一方、コロナ下で業績を伸ばす一部の企業は、逆にオフィスを拡張したり、感染を回避しながら働ける新しいオフィスの形を模索しています。オフィス拡張の代表格はアマゾン、費用として14億ドル(1500億円)を投じ、全社員出社を前提、在宅を認めるツイッターとは対照的です。米ゴールドマン・英PwCは感染防止の為、フリーアドレスを禁止、ソーシャルディスタンス維持に重点をおき、新しい働き方を確立しています。

③不動産私募ファンド

金融機関などが投資する不動産向け私募ファンドへの投資が加速し、国内の運用資産額は6月末時点で21兆1000億円と半年で5%増加しました。新型コロナウイルスの感染拡大で、新規ファンドの設立は減ったものの、都心部のオフィスなど利回りの高い物件への投資が拡大しています。

不動産向け私募ファンドはREITのように激しい市場変動のリスクが小さく、利回りは6月末で5.1%とREITの分配金利回りの4%よりも高くなっています。

新型コロナウイルス感染が世界で拡大する中、今年の上半期(1~6月)、世界の主要都市の中で不動産取引額トップが東京の1兆5000億円です。この東京を中心に、外資系企業が私募ファンドを武器に、日本の不動産への投資を発表しています。

まず、香港の大手投資ファンドPAGは、今後4年程度で日本の不動産に最大8400憶円を投じます。背景は、新型コロナ禍で企業の不動産売却や金融機関の不良債権処理が増加し購入機会が多くなるとみています。次いでカナダのベントール・グリーンオーク(以下BGO)が今後2~3年で最大1兆円を投じることを発表しました。BGOは米欧の年金基金などから資金を集め、アジア対象の新ファンドを設立しました。ファンドとは別に大株主のカナダ保険大手のサンライフなども直接資金を拠出し、BGOが運用します。よって借入金を含めた日本への投資余力が1兆円に。

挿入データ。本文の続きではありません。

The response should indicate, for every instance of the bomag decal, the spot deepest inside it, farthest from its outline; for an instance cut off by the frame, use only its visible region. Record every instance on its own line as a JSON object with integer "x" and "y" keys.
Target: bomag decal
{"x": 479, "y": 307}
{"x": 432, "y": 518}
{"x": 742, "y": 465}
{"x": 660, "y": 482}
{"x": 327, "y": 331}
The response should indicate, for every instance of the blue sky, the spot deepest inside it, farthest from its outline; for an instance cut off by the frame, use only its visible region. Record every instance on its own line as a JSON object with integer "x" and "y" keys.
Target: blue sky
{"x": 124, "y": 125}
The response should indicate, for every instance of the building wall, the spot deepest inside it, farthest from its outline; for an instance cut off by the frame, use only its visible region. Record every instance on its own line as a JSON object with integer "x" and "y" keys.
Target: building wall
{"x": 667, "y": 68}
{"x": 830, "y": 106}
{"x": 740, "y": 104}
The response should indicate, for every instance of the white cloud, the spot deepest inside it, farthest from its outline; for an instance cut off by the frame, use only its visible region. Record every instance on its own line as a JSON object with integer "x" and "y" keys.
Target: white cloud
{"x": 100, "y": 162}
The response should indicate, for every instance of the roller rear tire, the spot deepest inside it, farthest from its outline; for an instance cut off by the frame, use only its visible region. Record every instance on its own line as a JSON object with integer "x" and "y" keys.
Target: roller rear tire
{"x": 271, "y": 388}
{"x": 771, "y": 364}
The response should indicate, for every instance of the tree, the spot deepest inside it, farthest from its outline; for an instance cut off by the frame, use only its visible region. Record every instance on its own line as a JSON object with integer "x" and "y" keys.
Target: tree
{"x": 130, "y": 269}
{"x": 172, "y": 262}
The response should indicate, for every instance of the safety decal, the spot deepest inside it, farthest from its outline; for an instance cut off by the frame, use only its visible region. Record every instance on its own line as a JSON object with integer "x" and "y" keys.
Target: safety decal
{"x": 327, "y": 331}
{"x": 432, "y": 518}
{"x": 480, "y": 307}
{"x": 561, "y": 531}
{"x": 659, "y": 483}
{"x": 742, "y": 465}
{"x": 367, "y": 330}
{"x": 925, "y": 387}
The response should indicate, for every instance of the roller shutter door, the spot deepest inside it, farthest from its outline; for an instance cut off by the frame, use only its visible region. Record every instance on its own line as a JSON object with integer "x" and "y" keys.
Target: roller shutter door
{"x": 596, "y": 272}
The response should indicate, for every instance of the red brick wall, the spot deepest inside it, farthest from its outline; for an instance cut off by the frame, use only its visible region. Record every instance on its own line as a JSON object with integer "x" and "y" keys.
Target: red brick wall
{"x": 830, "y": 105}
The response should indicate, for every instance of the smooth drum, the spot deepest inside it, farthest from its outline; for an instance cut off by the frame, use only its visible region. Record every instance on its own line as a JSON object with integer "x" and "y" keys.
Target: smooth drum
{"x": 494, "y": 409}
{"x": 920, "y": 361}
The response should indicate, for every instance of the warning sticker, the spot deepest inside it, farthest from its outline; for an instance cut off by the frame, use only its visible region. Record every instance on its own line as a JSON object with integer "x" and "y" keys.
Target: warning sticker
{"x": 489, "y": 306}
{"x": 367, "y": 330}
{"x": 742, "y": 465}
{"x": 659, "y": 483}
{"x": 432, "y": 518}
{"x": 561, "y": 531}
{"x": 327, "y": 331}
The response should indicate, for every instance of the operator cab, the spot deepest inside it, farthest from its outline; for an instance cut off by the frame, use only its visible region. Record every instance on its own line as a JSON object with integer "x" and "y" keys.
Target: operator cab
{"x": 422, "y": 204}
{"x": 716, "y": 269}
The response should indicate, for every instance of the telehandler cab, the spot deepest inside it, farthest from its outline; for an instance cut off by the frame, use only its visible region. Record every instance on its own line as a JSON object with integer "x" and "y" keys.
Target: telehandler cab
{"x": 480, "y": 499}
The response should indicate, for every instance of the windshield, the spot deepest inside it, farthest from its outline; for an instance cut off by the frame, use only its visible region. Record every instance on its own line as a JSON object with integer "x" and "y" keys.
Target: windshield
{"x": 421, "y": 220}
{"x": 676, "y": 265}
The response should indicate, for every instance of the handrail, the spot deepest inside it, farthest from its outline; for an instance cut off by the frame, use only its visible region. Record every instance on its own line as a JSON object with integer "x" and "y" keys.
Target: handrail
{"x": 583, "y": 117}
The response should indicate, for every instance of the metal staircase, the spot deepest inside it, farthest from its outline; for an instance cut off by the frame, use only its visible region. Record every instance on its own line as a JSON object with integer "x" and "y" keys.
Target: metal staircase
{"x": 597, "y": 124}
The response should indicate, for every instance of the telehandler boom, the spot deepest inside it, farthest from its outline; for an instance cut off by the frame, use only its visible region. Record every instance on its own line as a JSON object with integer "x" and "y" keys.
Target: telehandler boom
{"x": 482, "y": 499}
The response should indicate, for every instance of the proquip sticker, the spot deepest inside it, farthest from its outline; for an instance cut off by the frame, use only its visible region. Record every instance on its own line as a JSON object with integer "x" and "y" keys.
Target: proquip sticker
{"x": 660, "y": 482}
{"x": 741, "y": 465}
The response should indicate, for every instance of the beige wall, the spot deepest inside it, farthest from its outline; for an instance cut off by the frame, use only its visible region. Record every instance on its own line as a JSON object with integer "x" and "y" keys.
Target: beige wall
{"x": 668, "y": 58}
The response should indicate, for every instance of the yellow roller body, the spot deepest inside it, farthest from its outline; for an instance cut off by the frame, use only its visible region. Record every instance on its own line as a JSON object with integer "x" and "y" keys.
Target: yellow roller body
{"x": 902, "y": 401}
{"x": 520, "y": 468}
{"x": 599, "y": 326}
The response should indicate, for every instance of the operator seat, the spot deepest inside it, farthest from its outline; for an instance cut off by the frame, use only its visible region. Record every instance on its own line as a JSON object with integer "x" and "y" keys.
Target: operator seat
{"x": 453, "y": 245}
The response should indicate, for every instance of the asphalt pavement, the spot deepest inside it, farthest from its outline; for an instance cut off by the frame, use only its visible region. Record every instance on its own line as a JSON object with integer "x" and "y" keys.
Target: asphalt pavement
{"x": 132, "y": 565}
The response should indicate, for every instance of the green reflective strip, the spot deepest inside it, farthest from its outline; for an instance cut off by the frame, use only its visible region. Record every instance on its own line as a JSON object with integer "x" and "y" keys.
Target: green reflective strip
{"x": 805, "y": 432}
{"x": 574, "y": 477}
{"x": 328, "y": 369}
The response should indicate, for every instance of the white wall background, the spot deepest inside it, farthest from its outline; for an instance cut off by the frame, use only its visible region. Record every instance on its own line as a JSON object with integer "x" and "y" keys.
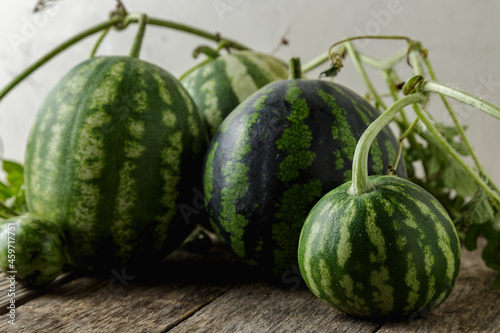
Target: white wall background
{"x": 463, "y": 39}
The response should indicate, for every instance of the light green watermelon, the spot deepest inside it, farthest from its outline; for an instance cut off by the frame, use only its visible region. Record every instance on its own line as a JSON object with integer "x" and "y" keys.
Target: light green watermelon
{"x": 114, "y": 151}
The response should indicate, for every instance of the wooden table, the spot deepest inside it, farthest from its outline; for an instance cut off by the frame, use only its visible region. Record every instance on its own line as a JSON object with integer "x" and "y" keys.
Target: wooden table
{"x": 217, "y": 293}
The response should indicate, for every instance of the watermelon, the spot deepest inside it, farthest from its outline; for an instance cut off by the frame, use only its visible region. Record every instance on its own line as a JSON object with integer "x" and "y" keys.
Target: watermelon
{"x": 275, "y": 156}
{"x": 220, "y": 85}
{"x": 33, "y": 248}
{"x": 116, "y": 148}
{"x": 391, "y": 252}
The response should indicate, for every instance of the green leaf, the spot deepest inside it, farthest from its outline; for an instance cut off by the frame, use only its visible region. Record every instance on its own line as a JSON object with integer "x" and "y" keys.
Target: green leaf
{"x": 491, "y": 252}
{"x": 496, "y": 283}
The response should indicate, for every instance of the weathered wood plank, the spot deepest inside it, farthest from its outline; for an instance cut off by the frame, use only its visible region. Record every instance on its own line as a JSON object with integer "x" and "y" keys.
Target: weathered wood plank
{"x": 216, "y": 293}
{"x": 149, "y": 301}
{"x": 23, "y": 294}
{"x": 261, "y": 307}
{"x": 471, "y": 307}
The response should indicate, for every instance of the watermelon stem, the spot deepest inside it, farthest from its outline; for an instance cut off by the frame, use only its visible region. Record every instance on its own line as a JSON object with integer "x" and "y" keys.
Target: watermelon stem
{"x": 456, "y": 156}
{"x": 206, "y": 50}
{"x": 6, "y": 210}
{"x": 360, "y": 182}
{"x": 142, "y": 20}
{"x": 99, "y": 41}
{"x": 459, "y": 127}
{"x": 295, "y": 69}
{"x": 463, "y": 97}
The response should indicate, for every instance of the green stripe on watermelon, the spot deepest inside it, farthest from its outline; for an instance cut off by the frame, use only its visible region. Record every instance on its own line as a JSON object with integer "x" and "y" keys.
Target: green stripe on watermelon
{"x": 292, "y": 141}
{"x": 381, "y": 253}
{"x": 220, "y": 85}
{"x": 116, "y": 147}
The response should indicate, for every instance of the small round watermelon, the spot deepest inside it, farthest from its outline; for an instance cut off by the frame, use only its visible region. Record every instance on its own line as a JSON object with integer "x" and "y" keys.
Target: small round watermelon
{"x": 115, "y": 152}
{"x": 218, "y": 86}
{"x": 390, "y": 252}
{"x": 33, "y": 248}
{"x": 275, "y": 156}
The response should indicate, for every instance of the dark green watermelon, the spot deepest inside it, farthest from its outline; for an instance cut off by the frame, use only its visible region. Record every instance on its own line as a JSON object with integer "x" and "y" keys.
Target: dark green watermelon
{"x": 276, "y": 155}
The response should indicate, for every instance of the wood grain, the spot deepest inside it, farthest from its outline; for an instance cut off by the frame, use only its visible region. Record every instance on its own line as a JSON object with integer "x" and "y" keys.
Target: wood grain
{"x": 471, "y": 307}
{"x": 217, "y": 293}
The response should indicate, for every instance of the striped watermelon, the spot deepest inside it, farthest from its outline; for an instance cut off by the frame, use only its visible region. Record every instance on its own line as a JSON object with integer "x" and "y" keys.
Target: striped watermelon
{"x": 275, "y": 156}
{"x": 390, "y": 252}
{"x": 116, "y": 147}
{"x": 220, "y": 85}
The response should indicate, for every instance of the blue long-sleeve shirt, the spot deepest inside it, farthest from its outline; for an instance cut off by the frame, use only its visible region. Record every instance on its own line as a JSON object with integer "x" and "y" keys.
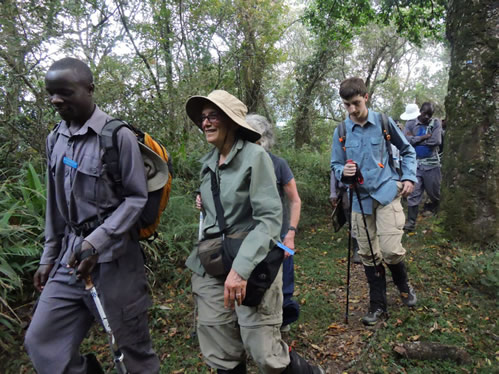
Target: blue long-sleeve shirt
{"x": 367, "y": 147}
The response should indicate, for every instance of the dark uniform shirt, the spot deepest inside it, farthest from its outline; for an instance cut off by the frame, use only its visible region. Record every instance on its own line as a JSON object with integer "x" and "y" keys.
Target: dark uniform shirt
{"x": 79, "y": 190}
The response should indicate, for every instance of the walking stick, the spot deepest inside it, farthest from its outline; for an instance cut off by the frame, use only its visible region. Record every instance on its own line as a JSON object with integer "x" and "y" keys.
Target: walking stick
{"x": 118, "y": 356}
{"x": 357, "y": 179}
{"x": 350, "y": 195}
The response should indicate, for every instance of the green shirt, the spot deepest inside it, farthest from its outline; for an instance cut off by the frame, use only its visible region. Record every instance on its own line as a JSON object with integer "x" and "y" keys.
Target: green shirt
{"x": 250, "y": 201}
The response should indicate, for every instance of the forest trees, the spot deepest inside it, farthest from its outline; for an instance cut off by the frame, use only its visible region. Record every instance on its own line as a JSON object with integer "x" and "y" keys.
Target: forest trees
{"x": 471, "y": 164}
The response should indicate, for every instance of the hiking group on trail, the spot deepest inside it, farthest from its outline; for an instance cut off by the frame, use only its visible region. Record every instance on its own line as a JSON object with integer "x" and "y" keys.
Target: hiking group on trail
{"x": 92, "y": 266}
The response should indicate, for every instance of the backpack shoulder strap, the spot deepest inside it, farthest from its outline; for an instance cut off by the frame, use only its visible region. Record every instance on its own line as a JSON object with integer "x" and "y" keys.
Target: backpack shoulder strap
{"x": 342, "y": 134}
{"x": 52, "y": 139}
{"x": 109, "y": 144}
{"x": 385, "y": 128}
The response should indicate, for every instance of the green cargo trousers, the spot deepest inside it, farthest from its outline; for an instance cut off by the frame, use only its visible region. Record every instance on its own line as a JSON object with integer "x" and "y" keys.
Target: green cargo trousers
{"x": 227, "y": 336}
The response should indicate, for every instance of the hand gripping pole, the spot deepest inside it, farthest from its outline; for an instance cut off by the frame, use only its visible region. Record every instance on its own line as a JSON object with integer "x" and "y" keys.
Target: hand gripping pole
{"x": 118, "y": 357}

米欧の機関投資家はコロナ前から、経済成長の見込めるアジアへの投資を増やしていました。感染拡大後は、米欧に比べて経済的打撃が比較的小さい為、アジア投資の流れが加速、中でも経済規模が大きく、投資機会が多い日本に照準が当たっています。BGOのソニー・カルシCEOが「日本は今、世界で最も魅力的なマーケット」と言い切るように、今後も、外資系不動産ファンドの日本進出が続くと思われます。